In June 1896, a petition was presented to the park trustees by members of local Sunday School Unions, who requested a cessation of Sunday afternoon boating claiming it was leading to children missing Sunday School. The park trustees after due consideration dismissed concerns for lack of evidence. In the park's early years, ice skating was popular on the frozen lake in Winter, and open-air bathing and fishing in warmer weather. Organised cricket and football matches were played. Annual fêtes were held to raise money for the West Smethwick Park Band, which gave regular Sunday and bank holiday concerts during the season.

The Smethwick Telephone newspaper conducted a review of Smethwick's parks in August 1908. It said West Smethwick Park was breezy and carried the fumes from several factories, disastrous to some flowers; but the gardeners had learned from experience which plantings would be successful. Plants and flowers on show included Jacoby geraniums, tobacco plant, caster oil plant, perilla, sweet aylssum, echeveria, fuchsia, gladioli, Shirley poppy, ageratum, calceolaria violas, Sweet William and penstemmon. The report noted a bowling green had been laid.
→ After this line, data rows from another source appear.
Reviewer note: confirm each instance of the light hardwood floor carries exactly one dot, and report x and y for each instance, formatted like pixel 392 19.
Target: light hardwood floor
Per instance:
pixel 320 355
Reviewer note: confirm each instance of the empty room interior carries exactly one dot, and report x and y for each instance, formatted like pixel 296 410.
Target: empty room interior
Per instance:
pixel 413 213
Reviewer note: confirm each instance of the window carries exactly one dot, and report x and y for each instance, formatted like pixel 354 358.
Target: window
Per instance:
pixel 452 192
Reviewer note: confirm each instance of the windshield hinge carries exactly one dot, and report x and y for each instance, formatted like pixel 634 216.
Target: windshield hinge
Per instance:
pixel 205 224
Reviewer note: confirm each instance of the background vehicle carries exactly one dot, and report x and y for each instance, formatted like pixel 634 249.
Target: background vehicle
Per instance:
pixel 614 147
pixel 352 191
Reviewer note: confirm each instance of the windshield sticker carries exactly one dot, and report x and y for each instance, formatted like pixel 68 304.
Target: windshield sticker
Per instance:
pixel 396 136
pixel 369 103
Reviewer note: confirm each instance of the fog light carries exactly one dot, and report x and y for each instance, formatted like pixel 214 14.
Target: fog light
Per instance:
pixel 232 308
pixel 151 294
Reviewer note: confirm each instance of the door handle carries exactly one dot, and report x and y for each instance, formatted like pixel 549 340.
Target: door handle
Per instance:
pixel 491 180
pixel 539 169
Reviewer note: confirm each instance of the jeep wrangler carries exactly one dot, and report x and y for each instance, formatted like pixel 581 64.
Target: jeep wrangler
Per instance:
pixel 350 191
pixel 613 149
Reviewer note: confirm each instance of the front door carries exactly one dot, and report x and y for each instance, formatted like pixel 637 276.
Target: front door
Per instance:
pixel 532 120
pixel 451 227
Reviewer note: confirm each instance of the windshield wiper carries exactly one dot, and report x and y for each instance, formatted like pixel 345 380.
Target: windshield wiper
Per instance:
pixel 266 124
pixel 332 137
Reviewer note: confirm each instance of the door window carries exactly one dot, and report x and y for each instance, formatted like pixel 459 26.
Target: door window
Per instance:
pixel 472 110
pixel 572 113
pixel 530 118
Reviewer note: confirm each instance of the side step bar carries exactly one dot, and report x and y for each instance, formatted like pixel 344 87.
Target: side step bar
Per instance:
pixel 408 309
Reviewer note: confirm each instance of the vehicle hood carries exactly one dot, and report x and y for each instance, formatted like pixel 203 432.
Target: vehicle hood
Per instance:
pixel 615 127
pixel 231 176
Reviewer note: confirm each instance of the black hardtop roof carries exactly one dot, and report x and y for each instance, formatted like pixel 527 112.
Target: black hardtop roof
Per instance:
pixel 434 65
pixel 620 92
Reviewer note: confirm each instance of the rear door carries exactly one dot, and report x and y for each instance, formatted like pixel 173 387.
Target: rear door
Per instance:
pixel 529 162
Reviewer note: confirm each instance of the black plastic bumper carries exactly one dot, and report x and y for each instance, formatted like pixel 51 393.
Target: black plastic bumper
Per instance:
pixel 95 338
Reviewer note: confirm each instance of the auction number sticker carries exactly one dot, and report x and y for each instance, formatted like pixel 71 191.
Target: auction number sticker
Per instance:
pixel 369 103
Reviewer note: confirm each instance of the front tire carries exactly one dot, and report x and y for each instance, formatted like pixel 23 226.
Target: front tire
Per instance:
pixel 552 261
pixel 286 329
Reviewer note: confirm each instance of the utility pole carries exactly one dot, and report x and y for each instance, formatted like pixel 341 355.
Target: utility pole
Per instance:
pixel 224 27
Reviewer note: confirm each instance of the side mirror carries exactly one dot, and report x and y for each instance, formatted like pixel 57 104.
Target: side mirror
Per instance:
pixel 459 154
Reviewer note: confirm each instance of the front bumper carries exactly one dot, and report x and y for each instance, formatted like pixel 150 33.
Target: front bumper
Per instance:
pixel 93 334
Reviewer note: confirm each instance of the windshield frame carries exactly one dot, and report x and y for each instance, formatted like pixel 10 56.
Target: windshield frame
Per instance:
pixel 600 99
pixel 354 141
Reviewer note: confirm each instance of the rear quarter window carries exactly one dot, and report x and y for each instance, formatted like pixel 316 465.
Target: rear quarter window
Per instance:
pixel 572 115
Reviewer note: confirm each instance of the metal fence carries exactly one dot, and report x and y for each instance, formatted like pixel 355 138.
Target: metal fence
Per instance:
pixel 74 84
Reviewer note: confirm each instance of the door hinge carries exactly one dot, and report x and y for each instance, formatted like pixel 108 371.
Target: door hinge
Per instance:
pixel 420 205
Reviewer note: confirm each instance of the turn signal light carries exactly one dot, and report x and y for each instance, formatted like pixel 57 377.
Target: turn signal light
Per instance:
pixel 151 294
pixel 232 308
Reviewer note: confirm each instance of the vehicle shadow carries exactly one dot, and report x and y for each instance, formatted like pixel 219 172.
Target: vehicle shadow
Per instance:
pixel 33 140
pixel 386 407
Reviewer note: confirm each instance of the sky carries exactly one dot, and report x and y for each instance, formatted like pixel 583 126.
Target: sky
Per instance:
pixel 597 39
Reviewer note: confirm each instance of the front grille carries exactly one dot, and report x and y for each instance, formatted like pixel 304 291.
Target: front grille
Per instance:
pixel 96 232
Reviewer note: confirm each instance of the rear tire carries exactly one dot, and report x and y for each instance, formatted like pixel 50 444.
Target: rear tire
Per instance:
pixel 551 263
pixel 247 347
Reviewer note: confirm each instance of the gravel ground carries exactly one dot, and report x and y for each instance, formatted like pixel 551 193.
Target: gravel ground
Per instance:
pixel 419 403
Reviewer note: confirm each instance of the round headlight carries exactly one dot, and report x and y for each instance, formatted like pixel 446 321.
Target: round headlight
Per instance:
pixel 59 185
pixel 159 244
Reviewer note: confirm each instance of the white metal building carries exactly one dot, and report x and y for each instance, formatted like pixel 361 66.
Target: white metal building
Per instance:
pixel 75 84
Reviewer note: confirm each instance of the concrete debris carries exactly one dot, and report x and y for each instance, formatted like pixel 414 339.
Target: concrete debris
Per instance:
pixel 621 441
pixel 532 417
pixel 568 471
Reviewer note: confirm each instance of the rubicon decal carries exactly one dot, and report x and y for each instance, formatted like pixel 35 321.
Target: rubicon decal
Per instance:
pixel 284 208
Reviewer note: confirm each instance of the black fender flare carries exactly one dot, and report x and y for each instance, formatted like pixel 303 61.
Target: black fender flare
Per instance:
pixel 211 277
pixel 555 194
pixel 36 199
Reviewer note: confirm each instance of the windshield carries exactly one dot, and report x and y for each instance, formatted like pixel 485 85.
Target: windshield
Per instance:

In 1912 the park and related endowments were conveyed from the trustees to Smethwick County Borough Council. Three additional lawn tennis courts were laid out in 1913, making six in total. A new entrance lodge was built on the Oldbury side of the park in 1925, and in 1926 a tender was accepted for a new double-gated entrance on Victoria Road. A Sons of Rest shelter was erected in 1933. In 1945 a number of prefabricated homes were built in the park. A miniature golf course was opened on 24 July 1950 on an area of the park that had been a football pitch, but in World War II was used for allotments; the land was too unlevel to be remade for football. News reports show the park was the venue for organised cycle races from the late 1960s. Warley Parks Department announced the opening of a crazy golf course in April 1973. In March 1978 a fire destroyed the boathouse and 23 fibreglass boats inside; however, in 1982 boating was reintroduced after a new brick boathouse was built. The Victorian refreshment pavilion fell out of use after a fire in 1982, and following another fire 3 years later was subsequently demolished.

== Restoration ==
Funding from the Heritage Lottery Fund, the Big Lottery Fund's Parks for People programme and Sandwell Council allowed for a major restoration of the park from 2019 to 2023. Improvements included a café and community rooms within a new pavilion building, installation of outdoor gym equipment, landscaping, restoration of the Chance memorial and stone drinking fountain, entrance gates and piers.

== Memorials ==
The park features a memorial, in brick and terracotta, with a bronze bust, to Sir James Timmins Chance, a partner in the nearby glass-making firm, Chance Brothers. The bust is a replacement; the original was removed by thieves sawing through the retaining fixings in April 1987. Chance purchased the land for the park. Beneath the bust is a plaque reading:

A stone drinking fountain, installed in June 1905, commemorates John Chance, chairman of Chance Brothers, who died in November 1900. There is also a memorial to Flight Sergeants Cox and Preston, who crashed nearby on 31 July 1944, during World War II. A garden of remembrance was opened in April 1948 by the Mayor, Councillor A Bradford in memory of local people who lost their lives in World War II.